# Italy wins



## Rob (Jul 11, 2021)

...


----------



## Loïc D (Jul 11, 2021)

Fantastic game !
A final to remember.


----------



## CeDur (Jul 11, 2021)

Pizza, Ferrari, Maserati, Fazioli, Primitivo and Donnarumma <3


----------



## Bluemount Score (Jul 11, 2021)

No idea if I was pro England or pro Italy so I'm very happyn't


----------



## pawelmorytko (Jul 11, 2021)

I was rooting for England, but having missed 2 penalties, and with Pickford literally saving the country by giving them another incredible chance at the trophy, only to miss another penalty straight away... you get what you deserve unfortunately. 

Kinda left a sour taste in my mouth as well seeing pretty much all of the English players taking their medals off soon as they received them. I dunno I just thought cmon man, just take the loss on the chin with honour, and let the winners have their moment. Didn't feel very sportsmanship-like.

But hey congrats Italy!


----------



## Rob (Jul 11, 2021)

pawelmorytko said:


> Kinda left a sour taste in my mouth as well seeing pretty much all of the English players taking their medals off soon as they received them. I dunno I just thought cmon man, just take the loss on the chin with honour, and let the winners have their moment. Didn't feel very sportsmanship-like.
> 
> But hey congrats Italy!


Me and wife were just commenting on that, really a sad thing...


----------



## Martin S (Jul 11, 2021)

pawelmorytko said:


> Kinda left a sour taste in my mouth as well seeing pretty much all of the English players taking their medals off soon as they received them. I dunno I just thought cmon man, just take the loss on the chin with honour, and let the winners have their moment. Didn't feel very sportsmanship-like.


I agree. The “It’s coming home” (the trophy) hype in the English media must have put an immense pressure on the players. That still doesn’t justify the players’ reaction, although the disappointment is understandable.
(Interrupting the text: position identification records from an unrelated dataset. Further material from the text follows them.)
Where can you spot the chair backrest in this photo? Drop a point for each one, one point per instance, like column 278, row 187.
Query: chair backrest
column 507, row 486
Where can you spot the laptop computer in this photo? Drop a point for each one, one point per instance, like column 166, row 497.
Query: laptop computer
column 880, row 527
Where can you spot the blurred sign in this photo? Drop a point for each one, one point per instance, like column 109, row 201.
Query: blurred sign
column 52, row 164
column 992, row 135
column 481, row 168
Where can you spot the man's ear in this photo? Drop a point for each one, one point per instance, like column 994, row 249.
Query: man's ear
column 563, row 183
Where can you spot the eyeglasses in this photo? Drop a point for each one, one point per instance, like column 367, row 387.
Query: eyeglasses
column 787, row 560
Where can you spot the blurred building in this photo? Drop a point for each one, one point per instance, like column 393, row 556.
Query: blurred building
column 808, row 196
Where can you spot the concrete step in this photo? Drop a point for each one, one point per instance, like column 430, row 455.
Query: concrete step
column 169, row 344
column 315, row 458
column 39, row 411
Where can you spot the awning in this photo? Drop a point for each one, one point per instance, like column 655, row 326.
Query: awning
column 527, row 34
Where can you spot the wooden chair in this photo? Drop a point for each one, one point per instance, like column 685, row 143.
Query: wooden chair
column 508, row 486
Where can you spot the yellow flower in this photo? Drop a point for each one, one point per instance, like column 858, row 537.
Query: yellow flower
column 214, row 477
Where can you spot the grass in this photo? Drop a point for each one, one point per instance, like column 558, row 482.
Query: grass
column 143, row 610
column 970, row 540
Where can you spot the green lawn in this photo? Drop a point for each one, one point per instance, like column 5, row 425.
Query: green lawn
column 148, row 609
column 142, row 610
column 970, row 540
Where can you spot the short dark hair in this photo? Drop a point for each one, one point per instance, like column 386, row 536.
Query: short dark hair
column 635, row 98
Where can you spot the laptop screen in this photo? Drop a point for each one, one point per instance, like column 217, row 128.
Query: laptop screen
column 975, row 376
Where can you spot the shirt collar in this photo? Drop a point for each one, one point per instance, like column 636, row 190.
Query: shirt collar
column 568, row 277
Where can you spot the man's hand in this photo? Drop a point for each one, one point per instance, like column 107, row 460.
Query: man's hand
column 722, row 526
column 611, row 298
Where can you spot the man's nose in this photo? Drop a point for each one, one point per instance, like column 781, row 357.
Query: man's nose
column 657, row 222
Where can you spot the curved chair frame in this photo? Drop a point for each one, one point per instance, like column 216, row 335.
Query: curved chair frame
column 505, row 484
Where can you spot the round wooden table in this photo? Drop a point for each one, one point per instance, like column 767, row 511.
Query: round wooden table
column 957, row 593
Italy can truly say that “It’s coming home”, since they actually won the trophy in 1968. England never won it….


----------



## edhamilton (Jul 11, 2021)

Top goal scorer (and #1 in assists also) - and No one feeds him the ball. Kane set up that first goal. Sterling runs around, fast, amazing skills - and turns it over 9 times out of 10. Selfish ball hogs all around one of the elite strikers in the game. Manager blew this one. At no point did they address the incredible lack of cross balls into the center of the box but outside the keepers reach. All tournament. Kane buried his penalty too.


----------



## ryans (Jul 11, 2021)

pawelmorytko said:


> Kinda left a sour taste in my mouth as well seeing pretty much all of the English players taking their medals off soon as they received them. I dunno I just thought cmon man, just take the loss on the chin with honour, and let the winners have their moment. Didn't feel very sportsmanship-like.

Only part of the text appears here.